Лошадка закусила удила…
Значит, завтра все прочтут эту клевету?
— Завтра все равно наступит. Это уже, так сказать, необратимый процесс…
— Что же делать, Виктор Викторович? Что делать?
— Пока не знаю. Надо обдумать.
— И что за порядки повелись, что за карусель завертелась у нас в Приозерске? Какие-то щелкоперы могут походя угробить честного, незапятнанного человека. И некому тебя защитить. Некому приструнить этих борзописцев. Хоть бы люди-то были настоящие, а то так, сопляки. Им до района-то, до наших бед да нужд и дела нет. Я ему про колхозы, про укрупнение, а он и слушать не хочет, не интересно это ему. Приятель же его, ну этот, Трезвонов, кажется, так этот вообще тип подозрительный. Мне, говорит, наплевать на всех и на все. Укрупняетесь, говорит, вы там, разукрупняетесь. Я выше всего этого…
— Ты что? Что ты тут наговорил? А ну-ка повтори, да поподробней, и не тарабань, по-людски говори.
Пухов повторил сказанное.
— Да. Очень интересно. Вот что, Пухов. Напиши обо всем этом Курганову. Срочно. Его такая информация наверняка заинтересует. А если кто-то еще был при этом…
Даже Пухов не сразу сообразил, куда клонит Виктор Викторович. А когда понял, сказал, задохнувшись от восторга:
— Виктор Викторович! Понял вас. Умно и дельно. Упредить надо, упредить. Ну спасибо…
Поостыв немного, Пухов вздохнул.
— Но материал-то в газете все-таки появится. Все равно завтра все будут ухмыляться и глумиться надо мной.
— Знаешь, Пух Пухович, бывают вещи и хуже. Это еще не самое страшное.
. . . . . . . . . . . . . . . . . . . . . . . .
Идя по морозным улицам Приозерска, Николай думал о том, как все неладно, через пень колоду у него получается. Вот полгода, как он здесь, а ясности — никакой. Дела идут неважно. Никак не привыкнет к людям, к району. И тоска, тоска по дому, по Надежде не оставляет его ни на минуту. Помнит он поминутно все — ее лицо, голос, походку, манеру щурить глаза, когда смеется. В суете дней, за работой он не давал себе погружаться в эти воспоминания. А сейчас они окружили его со всех сторон.
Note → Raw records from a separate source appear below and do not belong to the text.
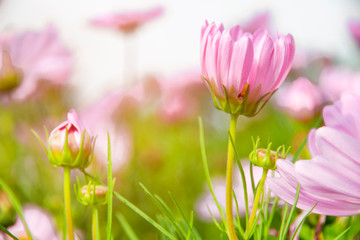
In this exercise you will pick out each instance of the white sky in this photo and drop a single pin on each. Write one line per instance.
(171, 43)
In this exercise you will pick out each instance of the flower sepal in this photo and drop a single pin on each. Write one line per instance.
(241, 104)
(69, 158)
(91, 194)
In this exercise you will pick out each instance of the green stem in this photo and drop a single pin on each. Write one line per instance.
(229, 171)
(95, 224)
(67, 199)
(256, 202)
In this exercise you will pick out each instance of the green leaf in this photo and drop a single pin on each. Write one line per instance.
(206, 168)
(127, 228)
(241, 230)
(189, 225)
(111, 183)
(169, 216)
(16, 204)
(144, 215)
(283, 220)
(291, 213)
(237, 159)
(343, 233)
(301, 222)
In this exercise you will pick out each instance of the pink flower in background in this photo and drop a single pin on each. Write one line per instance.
(206, 201)
(250, 68)
(332, 177)
(354, 27)
(128, 21)
(41, 225)
(259, 21)
(180, 96)
(308, 60)
(333, 81)
(301, 99)
(35, 56)
(101, 118)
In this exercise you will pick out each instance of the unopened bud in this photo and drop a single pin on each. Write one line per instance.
(266, 158)
(69, 144)
(93, 195)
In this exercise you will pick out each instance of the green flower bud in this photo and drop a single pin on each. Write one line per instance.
(7, 211)
(92, 194)
(266, 158)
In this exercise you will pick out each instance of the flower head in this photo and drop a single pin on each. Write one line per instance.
(301, 99)
(241, 69)
(70, 144)
(29, 57)
(127, 21)
(330, 178)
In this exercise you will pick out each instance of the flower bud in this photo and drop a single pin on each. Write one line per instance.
(69, 144)
(88, 196)
(7, 211)
(10, 76)
(266, 158)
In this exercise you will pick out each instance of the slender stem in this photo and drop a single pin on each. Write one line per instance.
(67, 199)
(229, 170)
(256, 201)
(95, 224)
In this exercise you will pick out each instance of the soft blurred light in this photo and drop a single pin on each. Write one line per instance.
(171, 43)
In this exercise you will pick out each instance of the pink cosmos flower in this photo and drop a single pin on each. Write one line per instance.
(243, 70)
(332, 177)
(32, 57)
(333, 81)
(260, 20)
(354, 27)
(70, 143)
(41, 225)
(301, 99)
(206, 201)
(101, 118)
(128, 21)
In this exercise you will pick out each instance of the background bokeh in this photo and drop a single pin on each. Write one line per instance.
(160, 120)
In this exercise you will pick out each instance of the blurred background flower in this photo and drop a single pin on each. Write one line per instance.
(152, 121)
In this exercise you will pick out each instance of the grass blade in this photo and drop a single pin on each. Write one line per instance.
(111, 183)
(127, 228)
(190, 229)
(237, 158)
(343, 233)
(2, 228)
(206, 168)
(291, 213)
(168, 215)
(241, 230)
(283, 217)
(16, 204)
(302, 221)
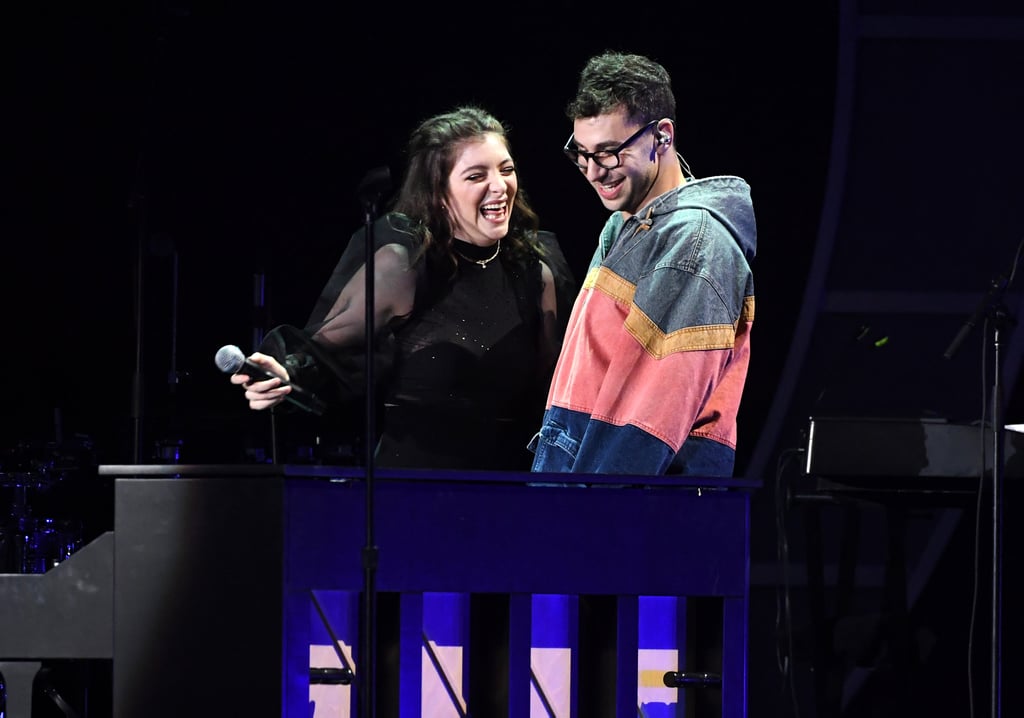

…Мысль о переезде в район приходила Озерову не раз. Особенно настойчиво она стала беспокоить его, когда на партийном собрании курсов повышения квалификации газетных работников, где он учился, обсуждалось решение Центрального Комитета партии об отборе коммунистов для работы на селе.
Он родился и рос в деревне, любил ее, всегда с волнением и трепетом вспоминал детство. В деревне ему нравилось все — и нелегкий, но такой ощутимо предметный труд на полях, и бесхитростное непосредственное веселье деревенской молодежи, неторопливые, чуть хитроватые, с лукавинкой во взгляде люди, и задумчивый шелест берез на деревенских улицах.
Вышло, однако, так, что из деревни он ушел надолго, за плечами уже и техникум, и работа в газетах. Женитьба тоже еще крепче привязала его к городской жизни. Надя работала нормировщицей фабрики имени 1 Мая, родилась и выросла в Москве, деревенской жизни не знала и не любила.